But when Cooper asked the General Assembly for $2.6 million to hire more professional staff to monitor dumping into our rivers and streams and to oversee the permitting process, legislative leaders ignored him. They chose instead to give less than a fifth of that to Wilmington-area university researchers and to the city’s water utility. Not an extra penny to the state Department of Environmental Quality and the Department of Health and Human Services, the two state offices whose job it is to monitor our state’s water for safety and for violations of pollution regulations.
Why would they do that? Because that’s what Cooper wants, and the political orthodoxy of legislative leadership is to kick the governor, no matter how urgent his request. So when Cooper vetoed the weak and inadequate legislative response to Cape Fear pollution, lawmakers swiftly returned to Raleigh for an override vote.
They made the trip again this week because Cooper vetoed a measure that would cancel next year’s primary election for local and Court of Appeals judges. This will result in overcrowded November ballots that will confuse voters and allow lawmakers to strengthen the Republican grip on the court system. They also are intent on gerrymandering the state’s court seats to achieve the same goal. If this were only about realigning the districts to match population trends, lawmakers could have allowed a nonpartisan, professional panel to draw the new lines. (For the record, we don’t want to see either party dominate the judiciary. The courtroom is no place for partisanship. One of our state’s and country’s core principles is unbiased administration of justice, and a partisan gerrymander of judicial districts is not the way to achieve it.)
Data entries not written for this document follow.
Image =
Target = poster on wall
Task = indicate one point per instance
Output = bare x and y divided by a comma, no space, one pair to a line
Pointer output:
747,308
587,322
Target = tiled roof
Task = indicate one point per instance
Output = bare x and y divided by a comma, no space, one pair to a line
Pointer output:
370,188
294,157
Yet despite all their extra trips to Raleigh for veto overrides, the General Assembly’s leaders have chosen to ignore some of Cooper’s key appointments that require legislative approval. That includes positions on the N.C. Utilities Commission, the Teachers’ and State Employees’ Retirement System Board of Trustees and the State Board of Education. In an angry letter to Senate Leader Phil Berger and House Speaker Tim Moore Monday, Cooper said it was “an obvious effort by the General Assembly to undermine my administration’s ability to ensure faithful execution of the laws.” It was, in other words, just another plank in the Make Cooper Fail platform.
We understand the nature of political struggles and the way they are conducted in Raleigh. But we don’t understand why Berger, Moore and their lieutenants are so willing to harm the state’s residents so they can score political points. And don’t tell us the Democrats did it too. You’re right, they did. But the Republicans are in charge now and they’re responsible for the messes we’re in. They took office with a pledge to run a better government than the Democrats did. And they’re failing.